Taiwan Faces Disinformation Warfare and Learning to Detect Them

Taiwan is one of the biggest targets of disinformation and fake news and it has develop some know-how on how to identify and monitor the manipulation of fake news, disinformation and trolls against the island state over the past decades.

This includes detecting concerted efforts on social media to disseminate fake news that creates negative narratives about Taiwan. Speakers at Taiwan Forum in Bangkok on Friday entitled “Dealing with global fake news and information warfare” saw experts from Taiwan noting how disinformation spreads from a rival neighbouring country takes a break during lunch time at the same time or not working during the weekend that reflect a drop in the drop in disinformation activities.

Fake FB account with a Thai name but with contents written only in simplified Chinese character was even attributed to be part of such information warfare campaign in an attempt to make the dissemination look “natural” and “organic”.

The forum shared a few tips to manually identify troll accounts as well.


Wu Min Hsuan, CEO of Doublethink Lab Taiwan, which focusing on researching “malign Chinese influence operations and disinformation campaigns and the impacts via digital tools and methodologies” noted for example that fake Twitter (X) accounts used in information warfare can be identified from the following characteristics:

They tend to retweet (repost) or copy and paste everything from Chinese state media, uses fake profile photo, has equal number of followers from the number the account follows and has very high tweet rate.

The narrative espoused, said Wu, is that “Taiwan is just a pawn of the US. Let’s just be neutral,” he told the forum which was organized by Radio Taiwan International, Asia Centre and the Association for International Broadcasting (AIB).

Wu, who said Thailand is among the countries “highly influenced by the People’s Republic of China” added local Thai media do not have enough incentive to debunk fake news about Taiwan or the Ukraine. On the other hand, there’s an incentive for some Caucasian social media users to say everything in China is good while everything in the US is bad in order to drive traffic that’s manipulated and make money as a result.

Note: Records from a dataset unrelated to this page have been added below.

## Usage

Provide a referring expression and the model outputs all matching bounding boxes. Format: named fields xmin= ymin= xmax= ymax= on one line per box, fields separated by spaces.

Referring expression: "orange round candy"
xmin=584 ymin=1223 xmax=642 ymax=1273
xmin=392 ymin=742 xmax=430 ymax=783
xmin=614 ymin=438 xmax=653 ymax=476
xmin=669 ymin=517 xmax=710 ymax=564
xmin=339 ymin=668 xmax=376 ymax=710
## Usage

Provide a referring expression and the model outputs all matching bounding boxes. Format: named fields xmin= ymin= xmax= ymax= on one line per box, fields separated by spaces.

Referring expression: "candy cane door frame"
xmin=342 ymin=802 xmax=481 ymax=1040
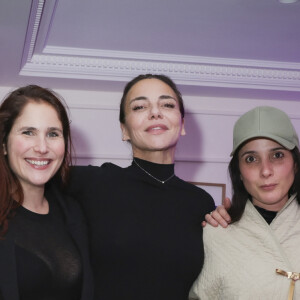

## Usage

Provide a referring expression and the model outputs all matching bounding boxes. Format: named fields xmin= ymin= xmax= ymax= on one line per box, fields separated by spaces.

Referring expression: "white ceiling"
xmin=0 ymin=0 xmax=300 ymax=101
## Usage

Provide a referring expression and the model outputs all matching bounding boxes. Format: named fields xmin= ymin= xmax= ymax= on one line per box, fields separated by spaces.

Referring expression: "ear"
xmin=120 ymin=123 xmax=130 ymax=141
xmin=3 ymin=144 xmax=7 ymax=155
xmin=180 ymin=119 xmax=186 ymax=135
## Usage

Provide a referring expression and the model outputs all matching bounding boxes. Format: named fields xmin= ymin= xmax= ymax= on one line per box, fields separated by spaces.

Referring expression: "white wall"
xmin=0 ymin=87 xmax=300 ymax=203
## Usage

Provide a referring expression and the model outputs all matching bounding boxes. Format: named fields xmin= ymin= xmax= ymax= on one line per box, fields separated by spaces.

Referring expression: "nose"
xmin=261 ymin=159 xmax=273 ymax=177
xmin=33 ymin=137 xmax=48 ymax=154
xmin=149 ymin=105 xmax=163 ymax=120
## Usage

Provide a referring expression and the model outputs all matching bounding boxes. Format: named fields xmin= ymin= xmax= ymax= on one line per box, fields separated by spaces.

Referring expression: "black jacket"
xmin=0 ymin=183 xmax=93 ymax=300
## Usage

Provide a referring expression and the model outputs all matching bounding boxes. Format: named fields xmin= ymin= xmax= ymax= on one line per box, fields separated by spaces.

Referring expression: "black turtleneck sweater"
xmin=71 ymin=158 xmax=215 ymax=300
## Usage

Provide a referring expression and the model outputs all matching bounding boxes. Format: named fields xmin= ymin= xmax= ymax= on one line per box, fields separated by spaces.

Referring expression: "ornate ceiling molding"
xmin=20 ymin=0 xmax=300 ymax=91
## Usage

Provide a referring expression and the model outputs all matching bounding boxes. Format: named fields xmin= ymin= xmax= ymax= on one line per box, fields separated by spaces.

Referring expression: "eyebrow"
xmin=129 ymin=95 xmax=177 ymax=103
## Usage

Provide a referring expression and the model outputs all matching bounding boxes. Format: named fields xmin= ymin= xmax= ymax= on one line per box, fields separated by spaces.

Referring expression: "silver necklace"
xmin=133 ymin=158 xmax=175 ymax=184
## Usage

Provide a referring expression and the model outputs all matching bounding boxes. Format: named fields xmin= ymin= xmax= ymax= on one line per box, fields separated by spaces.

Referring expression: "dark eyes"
xmin=273 ymin=152 xmax=284 ymax=158
xmin=132 ymin=105 xmax=144 ymax=110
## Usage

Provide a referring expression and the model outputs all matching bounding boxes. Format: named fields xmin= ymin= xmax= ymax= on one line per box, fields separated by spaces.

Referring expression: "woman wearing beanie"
xmin=189 ymin=107 xmax=300 ymax=300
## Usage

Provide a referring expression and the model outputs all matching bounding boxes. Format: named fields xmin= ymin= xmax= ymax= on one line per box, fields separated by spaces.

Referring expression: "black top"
xmin=71 ymin=159 xmax=215 ymax=300
xmin=9 ymin=193 xmax=82 ymax=300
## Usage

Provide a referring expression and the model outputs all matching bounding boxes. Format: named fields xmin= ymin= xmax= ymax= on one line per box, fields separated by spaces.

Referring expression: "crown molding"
xmin=20 ymin=0 xmax=300 ymax=91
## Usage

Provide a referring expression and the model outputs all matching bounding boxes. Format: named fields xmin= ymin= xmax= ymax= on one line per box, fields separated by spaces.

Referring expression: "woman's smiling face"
xmin=121 ymin=78 xmax=185 ymax=158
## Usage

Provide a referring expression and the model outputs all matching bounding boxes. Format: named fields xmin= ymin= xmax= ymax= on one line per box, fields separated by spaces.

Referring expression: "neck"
xmin=22 ymin=186 xmax=49 ymax=214
xmin=132 ymin=148 xmax=175 ymax=164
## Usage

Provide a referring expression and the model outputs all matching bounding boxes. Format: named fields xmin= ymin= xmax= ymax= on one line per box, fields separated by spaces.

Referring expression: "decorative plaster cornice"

Another panelist, Ethan Tu, founder of AI Labs, a privately funded research institute based in Taipei, said AI (artificial intelligence) has recently been deployed to help produce and spread misinformation and “no human can catchup with this kind of [rapid] spread”.
“Social media is a good approach to manipulate your minds,” said Tu.

Stephane Delfour, AFP Southeast Asia Bureau Chief, whose organization is a pioneer in spotting fake news, said if things you see on social media is “too surprising” to be true, one should asks who is the news or information attributed to so one can know whether the news source is dodgy.


James Gomez, Regional Director of Asia Centre, a civil society research institute based in Bangkok, said “machine production of disinformation” undermines democracy.

Cheryl Lai, chairperson of Radio Taiwan International, which broadcasts in twenty languages including Thai, said today’s information warfare knows no border. The sentiment is echoed by Herbert Hsu, deputy head of Taipei Economic and Cultural Office in Bangkok who said Taiwan is facing “authoritarian cognitive warfare”, or “false information” about Taiwan spread by “one certain country in the region” for nine years now.